Atas keyakinan tentang keterampilan dan tekhnik itulah, Festival Pasa Harau menghadirkan Emri, salah seorang penari terbaik yang dimiliki Sumatera Barat saat ini, untuk menampilkan tari yang konon diliputi tenaga gaib itu. Emri, yang telah bertualang mengajarkan tari Minangkabau ke beberapa Negara di dunia, dan cukup lama dengan tekun menggali silek (silat) Minang untuk menciptakan karya-karya tari barunya akan menari dibawah iringan musik Grup Si Kambang Manih.

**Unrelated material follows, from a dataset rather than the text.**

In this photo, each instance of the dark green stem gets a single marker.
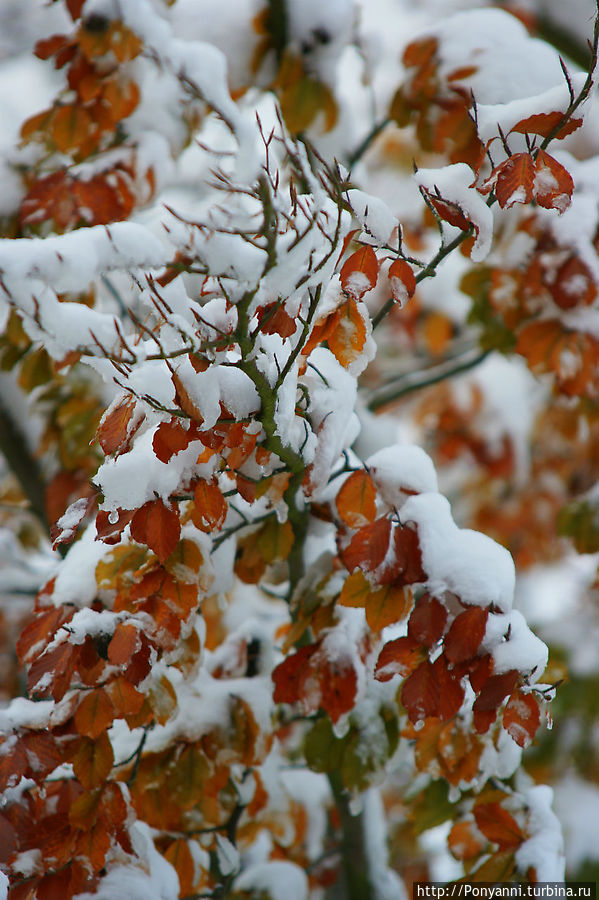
(355, 868)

Setelah sekian lama lebih banyak bergelut dengan musik dan tari kontemporer, Emri akan menantang dirinya sendiri dengan atraksi Tari Piriang di Ateh Kaco, khusus untuk pengunjung Festival Pasa Harau. Bukan mustahil, hanya di Festival Pasa Harau orang bisa menyaksikan ketangkasan dan ketajaman gerak-gerak Emri dalam membawakan Tari Piriang di Ateh Kaco. Sebuah kesempatan langka, yang tidak akan didapatkan di tempat lain.
Ketika sore mulai turun di Lembah Harau, permainan Alang-Alang (layang-layang) yang menggambarkan siklus hidup agraris masyarakat Minangkabau, yang lazimnya dirayakan setelah masa panen akan tersaji. Sambil menyeruput kopi kawa daun, dan mengunyah makanan tradisional, pengunjung Pasa Harau dapat mendengarkan cerita-cerita tentang kopi kawa dan sejarah kolonial di Minangkabau. Sementara itu, langit senja Lembah Harau yang mulai kemerahan, akan dihiasi berpuluh alang-alang beragam corak dan warna yang melenggak-lenggok seolah menyambut malam, yang menunggu untuk dipandangi.
Pada malam harinya, setelah menikmati rendang dalam makan malam yang dihiasi obor dan cerita-cerita soal rendang, serta ditemani sajian musik oleh La Paloma, pengunjung akan dibawa menikmati suasana malam di Lembah Harau dalam acara berjudul Pasa Harau Music Performance, yang menampilkan Orkes Keroncong La Paloma, C-Kustik, Ranah Rasta, dan Taman Bunga. Orkes Keroncong La Paloma akan menggunakan pendekatan musik keroncong untuk mengolah kekayaan idiom musikal Minangkabau. Sementara C Kustik (Cahayo Kustik), akan menyajikan komposisi akustik Minang dengan formasi cajon, bas, gitar, keyboard, dan vokal. Ranah rasta akan membawakan nomor-nomor regae bernuansa lokal, sedang Orkes Taman Bunga akan menggoyang pengunjung dengan menghadirkan irama melayu retro dan alternatif.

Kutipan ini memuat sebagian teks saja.